The problem here is one of identification. That is, can we identify at the level of the individual ex ante and without additional information what a given individual will rank higher? No, we can't. We need their preferences to be revealed by their behaviour. OK. Once we have data, though, might we be able to list the probabilities with which an individual's preferences might fall into one class or another? Yes. In fact, I'd say that would be progress. Admitting the possibility of agents with heterogeneous preference sets, that is, people who rank things differently, and therefore rank their responses to things like statistics and identifiable victims differently, is a step toward improving the behavioural sciences. The point is the idea of rationality is non-tautologous as long as we have accurate descriptions of the classes of preferences that individuals might have. If I understand the problem accurately, then this is indeed what many researchers are trying to consider when it comes to other-regarding and self-regarding preferences. Some agents seem to display other-regarding preferences. Other agents seem to display self-regarding preferences. Given no knowledge about an individual we cannot say with certainty which kind of preferences they have. But, as more data mounts, we should be able to say that individuals with certain kinds of characteristics are more likely to display a certain set of preferences given a certain set of conditions. We could then provide probabilities with which a given individual about whom we have limited information will display one set of preferences or another. Rationally. Similarly, once we have better and more comprehensive data about how states affect behaviour, then we can improve our understanding of state-based and endogenous preferences (see Bowles's (2006) book Microeconomics: Institutions, Behavior and Evolution for a decent summary of these ideas).

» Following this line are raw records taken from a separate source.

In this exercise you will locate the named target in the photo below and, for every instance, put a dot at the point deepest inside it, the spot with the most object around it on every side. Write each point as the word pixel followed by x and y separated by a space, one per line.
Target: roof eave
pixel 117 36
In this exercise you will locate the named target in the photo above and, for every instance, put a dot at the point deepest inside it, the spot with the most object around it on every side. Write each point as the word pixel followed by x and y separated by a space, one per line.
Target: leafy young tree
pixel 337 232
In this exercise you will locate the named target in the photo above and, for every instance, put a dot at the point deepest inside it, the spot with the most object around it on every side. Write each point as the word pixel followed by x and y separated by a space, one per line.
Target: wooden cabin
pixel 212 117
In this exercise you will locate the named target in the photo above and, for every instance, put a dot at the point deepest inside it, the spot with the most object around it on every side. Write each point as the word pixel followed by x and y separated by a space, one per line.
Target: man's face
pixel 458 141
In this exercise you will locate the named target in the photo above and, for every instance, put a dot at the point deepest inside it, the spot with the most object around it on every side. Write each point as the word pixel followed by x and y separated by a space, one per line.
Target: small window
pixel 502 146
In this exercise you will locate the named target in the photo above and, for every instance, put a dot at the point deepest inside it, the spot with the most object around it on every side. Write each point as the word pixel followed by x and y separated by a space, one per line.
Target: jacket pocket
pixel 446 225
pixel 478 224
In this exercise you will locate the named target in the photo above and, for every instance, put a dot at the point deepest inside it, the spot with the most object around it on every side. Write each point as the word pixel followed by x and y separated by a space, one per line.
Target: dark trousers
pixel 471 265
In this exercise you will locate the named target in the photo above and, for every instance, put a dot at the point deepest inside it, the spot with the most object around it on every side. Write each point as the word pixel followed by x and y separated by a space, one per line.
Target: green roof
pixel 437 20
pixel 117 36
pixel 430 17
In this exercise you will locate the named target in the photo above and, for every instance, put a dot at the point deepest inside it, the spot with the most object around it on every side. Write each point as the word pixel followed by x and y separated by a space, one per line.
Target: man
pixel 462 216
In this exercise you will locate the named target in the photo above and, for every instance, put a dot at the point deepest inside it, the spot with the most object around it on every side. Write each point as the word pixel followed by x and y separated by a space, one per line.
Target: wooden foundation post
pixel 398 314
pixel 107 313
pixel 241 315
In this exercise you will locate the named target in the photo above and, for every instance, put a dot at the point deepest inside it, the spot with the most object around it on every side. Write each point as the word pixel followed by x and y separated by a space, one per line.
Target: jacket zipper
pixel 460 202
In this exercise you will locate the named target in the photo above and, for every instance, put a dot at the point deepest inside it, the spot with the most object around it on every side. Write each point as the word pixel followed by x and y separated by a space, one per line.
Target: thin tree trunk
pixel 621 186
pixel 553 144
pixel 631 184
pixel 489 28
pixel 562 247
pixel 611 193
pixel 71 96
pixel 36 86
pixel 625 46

To me, that is more interesting than identifiable victim bias being 'irrational'. I must also leave this post with a caveat: I do not believe people are fully rational. Moreover, I feel studying psychology can improve our understanding of agents in the settings that they are accustomed to and to understanding proximate motives for behaviour (see Greg Mankiw's NYT column from today where he urges students to study psych, along with one or two other subjects).  But I also think that inaccurate commentary on what rationality is and means does not help us to improve the behavioural sciences. Moreover, I think a proper understanding of rationality and its applications in the behavioural sciences serves to improve them rather than impoverish them (consistent, for example, with this recent post at Crooked Timber).